Do not speak or teach in the name of Jesus or else. It was, indeed, a warning. Worse consequences were to come if they were caught again. Lest we forget, these were the ones who paid off Judas to betray Jesus. They lied about what Jesus had said. They had him killed, demanding a murderer be let loose in his place. They paid false witnesses to stir up the crowds against Stephen and sent Paul out to persecute the church. These were no empty threats.
And what did Peter and John say in response?
Acts 4:19–20 ESV
But Peter and John answered them, “Whether it is right in the sight of God to listen to you rather than to God, you must judge, for we cannot but speak of what we have seen and heard.”
Once again, Peter and John have juxtaposed the Sanhedrin’s will with God’s. They not only rejected the stone of God that would become the cornerstone, but they now opposed command of God by seeking to silence his witnesses.

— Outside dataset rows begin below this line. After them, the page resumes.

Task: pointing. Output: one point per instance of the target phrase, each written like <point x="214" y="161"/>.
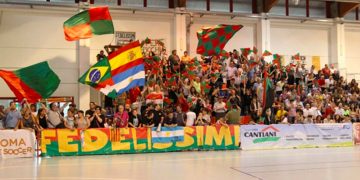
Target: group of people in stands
<point x="224" y="90"/>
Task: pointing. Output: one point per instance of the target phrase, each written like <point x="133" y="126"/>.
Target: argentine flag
<point x="167" y="134"/>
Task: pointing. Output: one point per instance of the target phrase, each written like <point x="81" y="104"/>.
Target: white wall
<point x="29" y="37"/>
<point x="245" y="37"/>
<point x="307" y="39"/>
<point x="352" y="45"/>
<point x="143" y="24"/>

But when a person is so deep into his own self and sin, he rarely backs down. So we see these men threaten the apostles with greater intensity.
Acts 4:21 ESV
And when they had further threatened them, they let them go, finding no way to punish them, because of the people, for all were praising God for what had happened.

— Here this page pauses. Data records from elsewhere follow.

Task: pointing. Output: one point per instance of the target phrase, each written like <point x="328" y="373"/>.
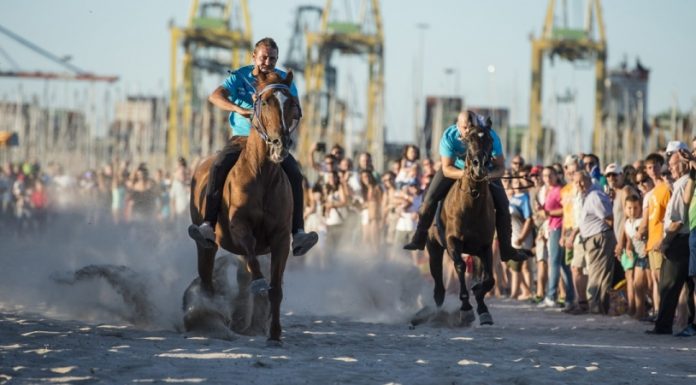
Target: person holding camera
<point x="236" y="95"/>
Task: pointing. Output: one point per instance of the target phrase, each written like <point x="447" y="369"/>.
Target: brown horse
<point x="466" y="224"/>
<point x="256" y="208"/>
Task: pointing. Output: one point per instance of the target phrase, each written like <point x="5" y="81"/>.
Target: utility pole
<point x="418" y="97"/>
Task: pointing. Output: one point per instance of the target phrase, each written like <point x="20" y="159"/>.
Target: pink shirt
<point x="553" y="202"/>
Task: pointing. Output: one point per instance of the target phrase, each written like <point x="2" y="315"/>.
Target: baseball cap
<point x="571" y="159"/>
<point x="613" y="168"/>
<point x="675" y="146"/>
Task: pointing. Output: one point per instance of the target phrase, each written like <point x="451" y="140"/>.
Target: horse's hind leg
<point x="280" y="251"/>
<point x="435" y="253"/>
<point x="206" y="266"/>
<point x="248" y="244"/>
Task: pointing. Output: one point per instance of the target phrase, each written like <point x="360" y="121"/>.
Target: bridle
<point x="280" y="92"/>
<point x="469" y="172"/>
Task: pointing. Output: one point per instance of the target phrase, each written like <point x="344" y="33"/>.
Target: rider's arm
<point x="219" y="98"/>
<point x="449" y="170"/>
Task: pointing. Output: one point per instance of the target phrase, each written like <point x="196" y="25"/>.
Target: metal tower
<point x="213" y="42"/>
<point x="571" y="45"/>
<point x="362" y="36"/>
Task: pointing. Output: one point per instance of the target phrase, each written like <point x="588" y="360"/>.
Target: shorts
<point x="629" y="263"/>
<point x="692" y="253"/>
<point x="515" y="266"/>
<point x="655" y="259"/>
<point x="578" y="260"/>
<point x="542" y="252"/>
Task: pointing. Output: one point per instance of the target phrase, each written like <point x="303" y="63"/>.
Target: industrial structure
<point x="324" y="114"/>
<point x="574" y="45"/>
<point x="216" y="39"/>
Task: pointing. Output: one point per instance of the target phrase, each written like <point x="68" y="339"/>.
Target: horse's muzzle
<point x="277" y="153"/>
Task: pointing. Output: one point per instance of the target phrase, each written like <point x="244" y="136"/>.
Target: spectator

Beloved, if you and I remain faithful to our calling as witnesses of Jesus, we will face persecution. It’s a promise.
2 Timothy 3:12–13 ESV
Indeed, all who desire to live a godly life in Christ Jesus will be persecuted, while evil people and impostors will go on from bad to worse, deceiving and being deceived.
It’s not if we will be persecuted, but how will we respond when it happens? By giving a reason for the hope that is within us with gentleness and respect as Peter instructs in his first letter? Or by reviling and threatening as we are forbidden to do?

Conclusion

As we wrap up this portion of Acts 4, we have seen three parts of a discussion between seventy-one of the most powerful and influential men in Israel and two of Jesus’s apostles. This conversation went from an examination to an explanation and ended with an attempted intimidation.
Yet by the filling of the Holy Spirit, these men were able to respond in boldness and ignore the threats that were made toward them.
This kind of boldness, this kind of dauntless courage was not innate to these men any more than it is to us today. This is the bold and courageous witness that is empowered by the Spirit of God. And so brothers and sisters, if we are missing this in our lives, it doesn’t mean that we haven’t been with Jesus, but it may mean that we have grieved the Spirit, quenching his movement in our lives.
To be a Spirit-empowered witness means we will face opposition. So before that happens, let us ask ourselves, “Is Jesus worth it?” And if he is, let us entrust ourselves to him who judges justly.